思い出設定されたOMC商品がありません。

オープニング


「なんつーか、綺麗なことは綺麗だが、殺風景な場所だな」
 転移門から飛び出してきたイバラキ(kz0159)が最初に漏らした感想はそれだった。彼女がやって来た場所はカム・ラディ遺跡。かつてこの地に住んだ者が作り上げた遺跡。美しい石畳と水晶が折り重なって作り上げられたそれは陽の光を反射しキラキラと煌めく。この遺跡は今転移門が設置され、ハンター達が集まってきている。それなりに活気もある。
 だが、一歩外に出ればそこはヒトには住むことの出来ぬ場所。歪虚達の領域。この遺跡が住んでいた人々によって使われていた頃は賑わっていたのだろうが、今やハンター達のみ。一帯を濃密な死の匂いが囲っていた。
「それにしてもこれで大丈夫なのかねぇ」
 イバラキは貸し与えられたイニシャライザーを握る。ハンターズソサエティから貸し与えられたこれさえあれば汚染地域でも活動できるという代物だ。形だけ見ると心もとないが、確かにこの地で活動するための命綱である。彼女はそれをもう一度、念を込めるように握った。


 果たしてどれくらい歩いただろうか。今回イバラキ他ハンター達が請け負った依頼は遺跡東側の探索と龍鉱石の回収。
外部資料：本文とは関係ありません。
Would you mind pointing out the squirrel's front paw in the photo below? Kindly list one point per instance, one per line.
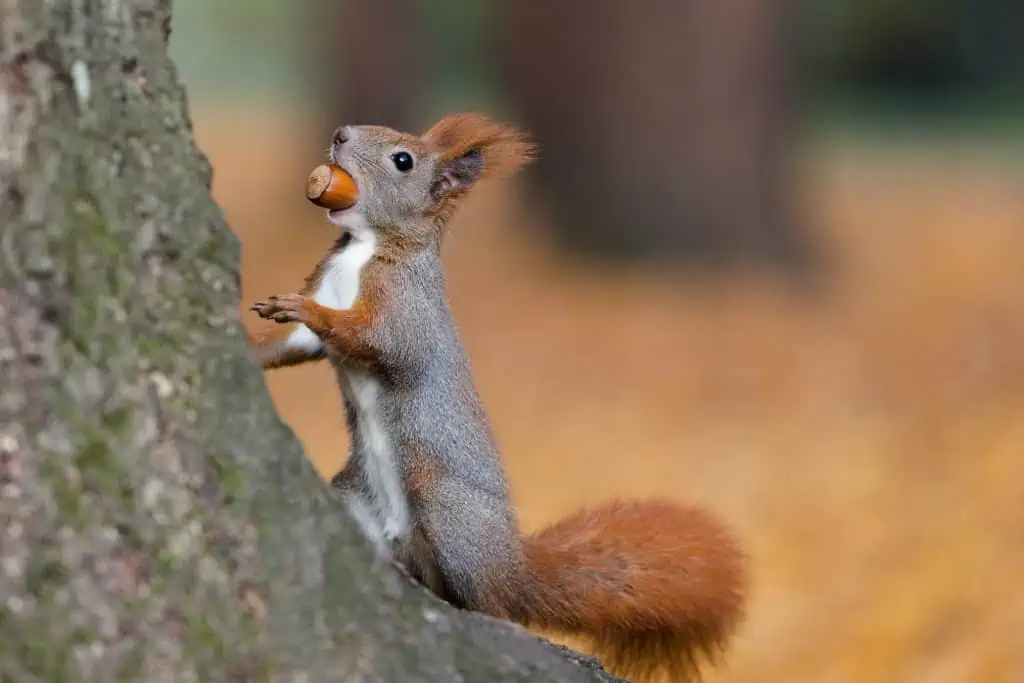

そのために一行はこの地をひたすら歩く、歩く、歩く。見える風景は荒野に枯れ木が立ち並ぶ侘びしい物。それ以外は何もない、実に静かなものだった。情報によれば遺跡の外にはリザードマンをはじめとする歪虚の眷属たちがうごめいているとのことだったが、運良くか今までそのような敵に出会うこともなかった。だからこそ、距離感も時間間隔も鈍ってくる。
「何だこりゃ……」
 その時、一行の目の前に木々だったものが立ち並んだ。だが今は違う。鬱蒼と茂っていた森は枯れ、そして長い年月の果てに結晶化していた。美しく透き通った円柱がびっしりと立ち並んでいる。木漏れ日、いや、水晶を通した光が辺りに反射しこの地を輝かせる。その今まで目にしたことのない光景にイバラキは思わずここが汚染地域であることを忘れ、息を呑むのであった。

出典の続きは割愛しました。